In what seems to be a silver lining, a report by security firm TRM Labs, security hacks in Crypto Assets dropped by 70% in the first quarter of this year as compared to the same period last year. In fact, the same has been attributed to improved security protocols and better regulatory moves. Most amounts which were stolen from users or project funds have been recovered. This is a significantly positive development after the security aspect of virtual digital assets was questioned by experts amidst conversations of wider adoptions. The vulnerability of users which came to light as a result of these hacks was a motivator for lawmakers to create stricter policies in the area of cybersecurity on blockchain.
While it is safe to say that the industry is on the right track when it comes to improving and scaling the safekeeping of VDAs and ensuring a smooth transaction process across blockchains, there can be a few things to ensure this is accelerated and improved as we progress with VDAs.
1. The most common narrative which has marred VDAs is that it’s being used for money laundering. Countries like India and the UK have taken steps to bring Crypto under the ambit of their anti money laundering laws to ensure compliance of platforms with licensing protocols fit to the industry standards. However, this needs to be more robust and must evolve with the dynamics of Crypto.
2. Bug Bounties have become quite common for private Crypto platforms to identify security loopholes and reward the identifier in order to motivate them to do a thorough job. This can be replicated by government bodies to ensure an overall secure ecosystem when it comes to public blockchains, CBDCs, cross border transactions, account settlements, etc. This kind of capacity development can also increase collaboration between public and private entities and bring the best out of both industries to tackle issues of breach/hacks.
3. The application of Artificial Intelligence in various aspects of emerging technologies seems inevitable. The Indian government has been vocal about its objective of using AI for access to complex datasets, disintegrate behavioral patterns in different industries and also capitalize on its potential to scale the economy. The US in its latest AI strategy has focussed on international collaboration and governance through the use of AI. This is besides G20’s announcement on how AI’s prowess can be used by nations to create better regulatory measures in different industries. Needless to say, countries should immediately look towards implementing these for Crypto Asset regulations, narrowing it down to security protocols.
4. Smart contracts which are an integral part of blockchain should be utilized to its full potential. They have a crucial role to play when it comes to holding tokens, equity, voting rights, transactions, future contracts for settlements for derivatives trading etc. They can be made airtight to ensure there is no chance of breach without the attacker facing adverse consequences for his actions.
The regulatory approach towards Crypto Assets should not be clouded by the anticipation of security hacks. Instead there should be enough room for innovation which could also extend to creating full proof security measures on blockchain. Actively reporting fund thefts by private entities to authorities or governing bodies will ensure that the industry is apprised of similar moves and can collectively work towards insuring all stakeholders in the event of such an occurrence repeating itself.

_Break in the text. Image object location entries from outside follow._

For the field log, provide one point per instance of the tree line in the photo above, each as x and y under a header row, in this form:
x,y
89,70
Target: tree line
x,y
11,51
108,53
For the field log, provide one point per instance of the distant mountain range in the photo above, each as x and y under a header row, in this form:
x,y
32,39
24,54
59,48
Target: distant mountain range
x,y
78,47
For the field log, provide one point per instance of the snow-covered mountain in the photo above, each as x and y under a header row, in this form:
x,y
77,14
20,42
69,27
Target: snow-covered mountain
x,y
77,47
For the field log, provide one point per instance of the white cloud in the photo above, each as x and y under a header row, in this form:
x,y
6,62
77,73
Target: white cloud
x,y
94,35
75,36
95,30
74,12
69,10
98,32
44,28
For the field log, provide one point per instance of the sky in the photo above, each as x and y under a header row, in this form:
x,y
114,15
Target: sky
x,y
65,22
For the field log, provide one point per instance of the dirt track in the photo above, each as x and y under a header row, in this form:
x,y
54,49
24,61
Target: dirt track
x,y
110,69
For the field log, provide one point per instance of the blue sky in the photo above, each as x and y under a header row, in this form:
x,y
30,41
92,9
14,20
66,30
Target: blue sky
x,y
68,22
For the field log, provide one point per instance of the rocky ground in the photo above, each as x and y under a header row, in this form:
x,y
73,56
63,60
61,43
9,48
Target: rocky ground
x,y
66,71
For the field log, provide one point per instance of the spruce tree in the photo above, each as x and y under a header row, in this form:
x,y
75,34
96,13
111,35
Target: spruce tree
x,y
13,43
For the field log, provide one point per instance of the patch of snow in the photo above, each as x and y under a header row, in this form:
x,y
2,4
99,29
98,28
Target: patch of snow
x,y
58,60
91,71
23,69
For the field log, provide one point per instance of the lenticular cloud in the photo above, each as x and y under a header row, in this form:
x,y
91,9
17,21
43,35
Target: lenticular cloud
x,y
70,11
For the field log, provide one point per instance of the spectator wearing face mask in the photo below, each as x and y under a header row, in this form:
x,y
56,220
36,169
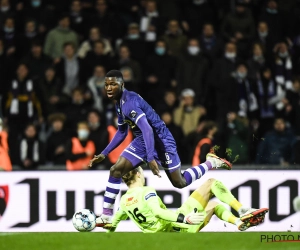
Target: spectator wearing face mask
x,y
57,37
237,136
188,113
98,131
134,42
77,110
174,38
94,35
80,150
9,35
238,27
159,72
210,43
5,163
30,150
57,137
125,61
218,80
265,38
192,69
283,66
277,146
168,103
272,16
241,94
6,10
195,14
256,62
96,89
151,22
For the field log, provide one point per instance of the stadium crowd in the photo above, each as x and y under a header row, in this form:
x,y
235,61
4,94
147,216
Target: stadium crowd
x,y
218,72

Needless to say, besides such disclosures, widespread education programmes with lawmakers, investigators, as well as users will lead to a significant reduction in frauds related to VDAs. School curriculums, technology courses which teach about digital assets must make it clear that caution needs to be exercised while dealing with Crypto Assets.
Nations across the world should work on cooperative incentive mechanisms for lawmakers, users, think tanks, etc. for R&D in digital asset security. These approaches should significantly enhance the security aspect of the Crypto Assets industry and set the tone for its safe adoption by users worldwide.